Reader’s Digest turned 83 this year. In August, to celebrate its 1,000th issue, the magazine added a 90-page supplement titled, ‘It’s All About You,’ explaining that ‘the power of the individual grows every day.’
The editors identified 14 trends that they think will change our lives in the next 10 years. The first three are ‘Re-engineering Your Body,’ ‘Do-It-Yourself Doctoring’ and ‘Me Me Media.’ Coming in last, barely making the list, at No. 14, was ‘The Power of We.’
The same day this Reader’s Digest arrived, I saw a TV commercial for a brand of jeans. Half a dozen campers were being chased by a bear. The voiceover said something like this: ‘You don’t have to outrun everyone ‘ just one.’ Meaning, the bear will be content with mauling only one ‘ just make sure you’re not the weakest or slowest.
Is life really ‘all about you’ ‘ your welfare, your job, your rights, your opinions, your security, your stuff?
The images from Hurricane Katrina that will linger longest in my mind are not those of people stealing things and fending for self.
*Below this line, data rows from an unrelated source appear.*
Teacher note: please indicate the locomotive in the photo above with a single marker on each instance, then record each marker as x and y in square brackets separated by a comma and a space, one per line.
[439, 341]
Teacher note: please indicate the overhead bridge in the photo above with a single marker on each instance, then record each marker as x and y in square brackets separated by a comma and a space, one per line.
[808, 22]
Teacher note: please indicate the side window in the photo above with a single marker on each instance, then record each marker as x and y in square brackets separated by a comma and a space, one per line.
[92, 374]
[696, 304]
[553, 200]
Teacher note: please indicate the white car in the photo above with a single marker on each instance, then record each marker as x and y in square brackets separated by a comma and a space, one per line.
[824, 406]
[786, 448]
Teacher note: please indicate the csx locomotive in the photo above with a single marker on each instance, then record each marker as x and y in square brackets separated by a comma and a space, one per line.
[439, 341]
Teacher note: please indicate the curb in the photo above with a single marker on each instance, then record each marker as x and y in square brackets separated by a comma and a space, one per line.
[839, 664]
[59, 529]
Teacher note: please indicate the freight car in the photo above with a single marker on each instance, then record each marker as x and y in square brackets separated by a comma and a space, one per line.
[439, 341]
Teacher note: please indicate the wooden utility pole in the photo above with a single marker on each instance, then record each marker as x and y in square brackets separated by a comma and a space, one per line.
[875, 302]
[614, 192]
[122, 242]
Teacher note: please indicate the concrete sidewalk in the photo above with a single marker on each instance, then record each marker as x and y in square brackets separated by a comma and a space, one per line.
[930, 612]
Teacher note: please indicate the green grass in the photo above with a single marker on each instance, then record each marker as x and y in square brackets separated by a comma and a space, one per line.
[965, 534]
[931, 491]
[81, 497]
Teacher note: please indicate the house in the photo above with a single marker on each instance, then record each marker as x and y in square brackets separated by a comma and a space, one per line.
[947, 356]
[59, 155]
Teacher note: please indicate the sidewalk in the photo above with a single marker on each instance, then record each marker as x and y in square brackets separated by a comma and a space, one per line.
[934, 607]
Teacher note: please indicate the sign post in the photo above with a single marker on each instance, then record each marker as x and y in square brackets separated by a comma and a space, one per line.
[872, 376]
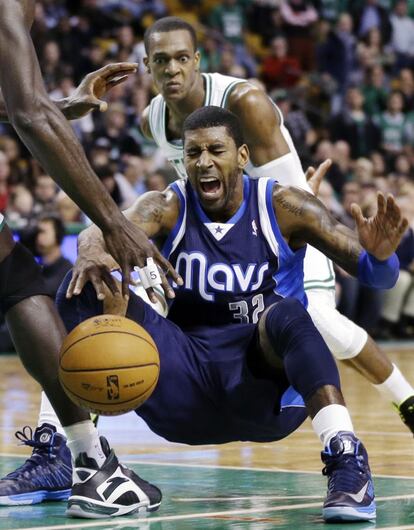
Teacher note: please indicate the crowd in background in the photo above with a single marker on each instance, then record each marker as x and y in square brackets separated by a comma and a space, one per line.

The images I will remember are of a Coast Guard officer chopping a hole in a roof to rescue a child, or someone carrying an elderly woman to a boat, or hoisting the weakest or slowest or youngest or oldest or sickest into a helicopter.
Maybe one of Katrina’s enduring lessons is that our caring for each other trumps the everyone-for-self, it’s-all-about-you principle, which is really the law of the jungle. Maybe Reader’s Digest’s last ‘ No. 14, ‘The Power of We’ ‘ is first in importance, and the hope of the human race.